The old saying, “practice makes perfect” rings true when you read the author’s words in Hebrews 5:14. “But solid food is for the mature, for those who have their powers of discernment trained by constant practice to distinguish good from evil.” Both the latter part of Hebrews 5 and the beginning of Hebrews 6 have to do with moving on from the fundamentals of the faith to spiritual maturity.

The author’s concern is with the apparent slowness of his audience to catch on, describing them as children who need milk instead of meat, “…for everyone who lives on milk is unskilled in the word of righteousness, since he is a child” (5:13). The challenge is to “…leave the elementary doctrine of Christ and go on to maturity…” (6:1) marked by an ability to wrestle with good and evil and choose the good.

It is in the application of truth that we discover just how much of what we have come to believe is actually rooted in our hearts and not just recorded in our minds. Discernment, the ability to distinguish good from evil, may be a spiritual gift (1 Corinthians 12:10) but it is also a natural response that needs to be developed in every believer. The writer to the Hebrews insists that here, “practice makes perfect.
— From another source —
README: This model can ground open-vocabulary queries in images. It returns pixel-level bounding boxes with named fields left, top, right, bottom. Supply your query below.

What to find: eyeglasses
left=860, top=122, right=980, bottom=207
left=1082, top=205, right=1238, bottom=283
Truth must be applied if we expect to grow in our spiritual lives. I was struck by this yesterday in Sunday School. Some of the children exhibited just what immaturity in the faith looks like. They knew the correct answers but immediately resisted or refused to apply those answers in real-life situations. For example, they knew that being helpful was good (and parroted back what they had been told previously) but resisted being helpful by picking up their garbage and depositing it in the garbage can.

But there is another critically important issue here. I could force (and I did) those children to pick up their garbage. But did they do so because they distinguished the difference between good and bad and chose to do the good? Doubtful. We can manipulate, or intimidate others, into doing what they should do but that’s not spiritual growth.
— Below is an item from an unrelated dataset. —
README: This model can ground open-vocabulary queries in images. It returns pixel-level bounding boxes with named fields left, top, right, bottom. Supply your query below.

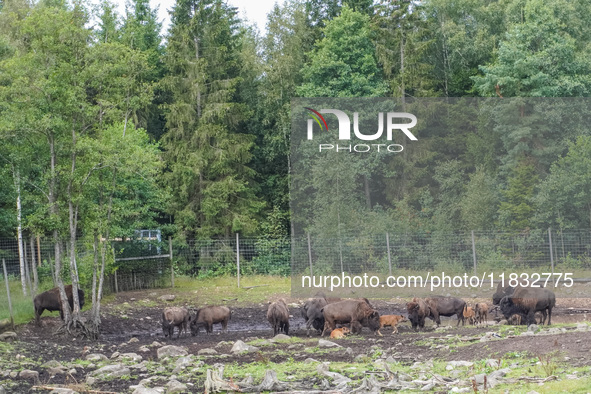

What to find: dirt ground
left=5, top=291, right=591, bottom=393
Unless their hearts are engaged, their behaviour can only be manipulated, not forever altered. That is why the first great commandment given to us by Jesus is to love God with all our heart, with all our soul, with all of our mind and with all of our strength and THEN love our neighbour (Mark12:30, 31). The second is not consistently or honestly possible without the first.

The principle applies to developing discernment, to being able to distinguish right from wrong and then choosing to do the right. The more our love relationship with God grows, through faith in Christ, through exposure to His Word, through prayer and the ministry of the Holy Spirit in our lives, the greater will be our ability to make choices that bring glory to Him. That’s spiritual maturity.